2023年09月05日 | ⇒メディア時評

   2019年7月18日に起きたアニメ制作会社「京都アニメーション」への放火で死者36人・負傷者32人を出した、いわゆる「京アニ事件」。殺人などの罪で起訴された被告の裁判員裁判がきょう5日始まる。事件が起きたこの年、金沢大学の授業で「ジャーナリズム論」を講義していて、ゲストで招いた新聞記者やテレビ番組の制作者、そして学生たちと「京アニ事件」について議論を交わした。そこで浮かび上がったのはメディアの取材手法についてだった。

   学生たちがジャーナリストに質問したのは「実名報道」についてだった。京アニの亡くなった36人の氏名について、京都府警は8月2日に10人の実名による身元を公表し、同月27日に25人、その後10月11日にさらに1人の身元を公表した。警察側の判断では、葬儀の終了が公表の目安だった。

   府警は同時に「犠牲になった35人の遺族のうち21人は実名公表拒否、14人は承諾の意向だった」(2019年9月10日付・朝日新聞Web版)と説明した。拒否の主な理由は「メディアの取材で暮らしが脅かされるから」だった。遺族側が警戒しているのはメディアという現実が浮かび上がった。

   警察側の身元の公表を受けて、メディア各社は実名を報道した。さらに、現場記者は被害者側のコメントを求め取材に入った。朝刊各紙には「亡くなった方々」として、実名だけでなく、年齢、住所(区、市まで)、そして顔写真もつけている。その写真は、アニメ作品の公式ツイッターやユーチューブからの引用だった。遺族から提供を受けたものもあった。

   学生たちの意見が相次いだ。「被害者遺族にさらなる苦痛を与える取材はやめるべき」や「実名か匿名かは遺族の意向が最優先されるべき」、「いまのマスコミは加害者の名前を報道することには慎重になっているが、被害者の名前は当たり前にように軽く報道している感じがする」と辛口のコメントだった。さらに、「被害者の実名報道が遺族に対するメディアスクラム(集団的過熱取材)の原因ではないか。被害者遺族への取材や実名報道にこだわる理由がわからない」と手厳しかった。

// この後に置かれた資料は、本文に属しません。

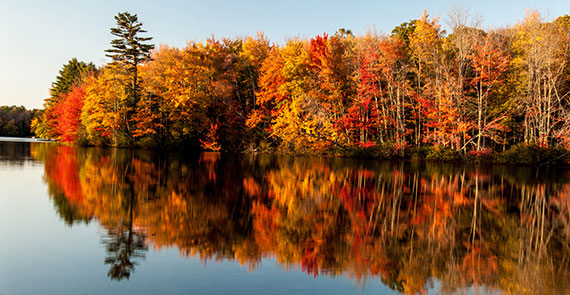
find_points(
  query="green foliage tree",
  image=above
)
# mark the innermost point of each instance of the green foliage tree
(129, 50)
(71, 74)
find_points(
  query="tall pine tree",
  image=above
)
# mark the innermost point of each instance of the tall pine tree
(129, 50)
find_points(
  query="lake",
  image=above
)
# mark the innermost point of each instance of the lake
(119, 221)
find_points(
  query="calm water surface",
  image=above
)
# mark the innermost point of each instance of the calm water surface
(113, 221)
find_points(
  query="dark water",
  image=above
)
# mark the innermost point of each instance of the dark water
(112, 221)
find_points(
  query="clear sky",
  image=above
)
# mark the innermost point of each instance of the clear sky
(38, 37)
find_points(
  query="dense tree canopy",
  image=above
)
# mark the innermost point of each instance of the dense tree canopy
(468, 90)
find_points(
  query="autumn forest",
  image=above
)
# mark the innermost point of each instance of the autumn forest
(418, 90)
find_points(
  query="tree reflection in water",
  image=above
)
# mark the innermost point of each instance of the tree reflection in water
(503, 229)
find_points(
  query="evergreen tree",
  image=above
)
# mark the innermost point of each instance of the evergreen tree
(129, 50)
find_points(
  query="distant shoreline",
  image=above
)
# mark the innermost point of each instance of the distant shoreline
(23, 139)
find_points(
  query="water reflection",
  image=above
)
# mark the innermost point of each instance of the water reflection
(501, 229)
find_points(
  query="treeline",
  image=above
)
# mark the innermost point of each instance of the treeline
(471, 91)
(15, 121)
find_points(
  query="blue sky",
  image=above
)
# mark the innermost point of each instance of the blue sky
(38, 37)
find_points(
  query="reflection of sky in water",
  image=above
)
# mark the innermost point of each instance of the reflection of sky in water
(42, 254)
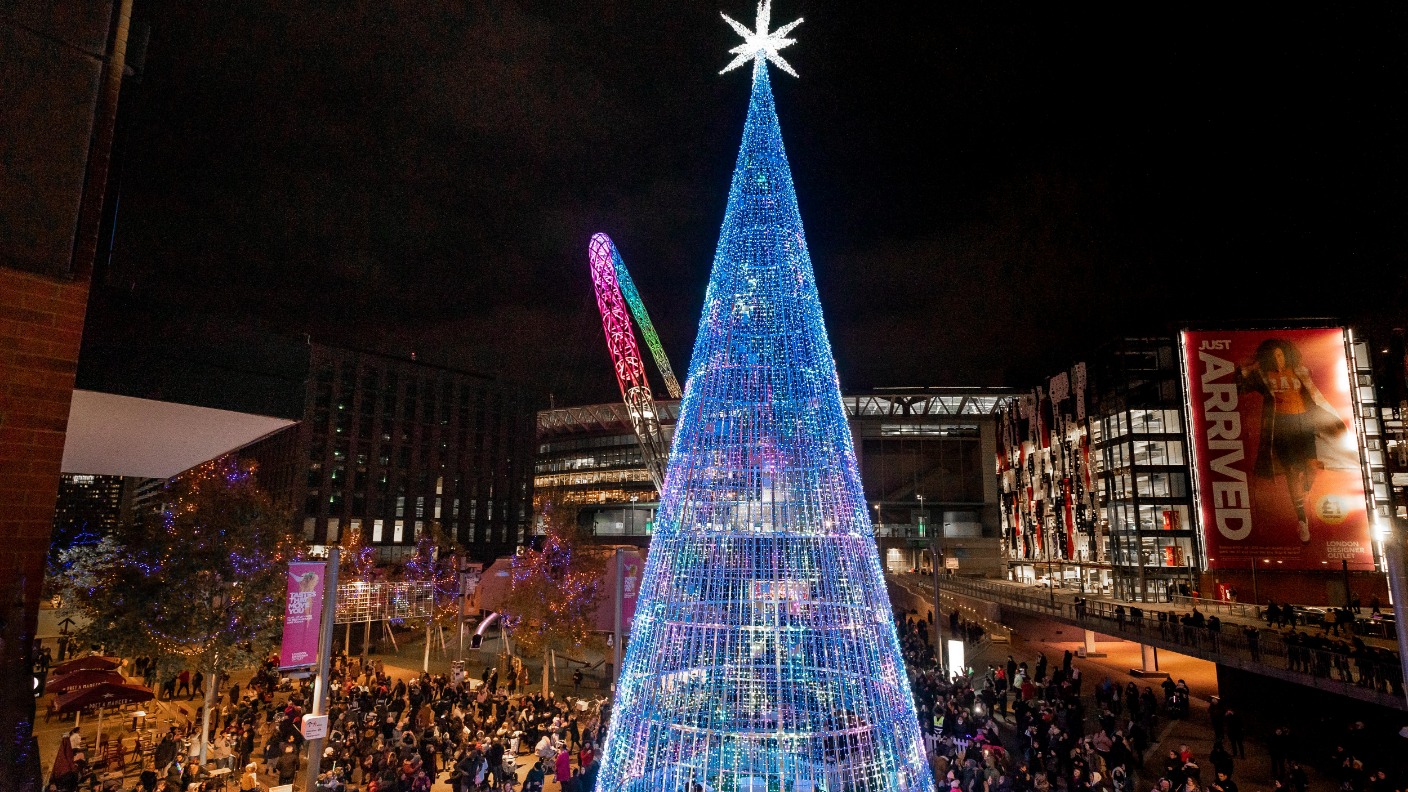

   メディアとすれば、実名報道は報道の信憑性を高めるために要件だろう。さらに、遺族からコメントをもらことも必要だろう。ただ、記者が玄関のドアホンを鳴らしただけで、生活を脅かされたと敏感に感じる遺族もいる。学生の意見に対し、ジャーナリストの一人は「現場記者として報道の基本を守れば、遺族への取材はどうしても必然になる。この矛盾をどう正せばよいのか迷っている」と。メディアスクラム問題については、新聞とテレビの各1社を選び、代表社が遺族に取材の意向を尋ね、了解が得られれば取材する形式が多くなっているとの説明だった。

   自身もかつて報道現場に携わった経験を持つ。そして今、読者・視聴者の一人としての立場からすると、やはり実名であることが記事内容の真実性が伝わる。ただ、被害者や遺族へのコメントが必須かどうか。警察の捜査で事件の状況が理解できれば、被害者側の心情は察するに余りあるものだ。ケースバイケースだが、被害者側のコメントはなくてもよい。顔写真もなくてもよい。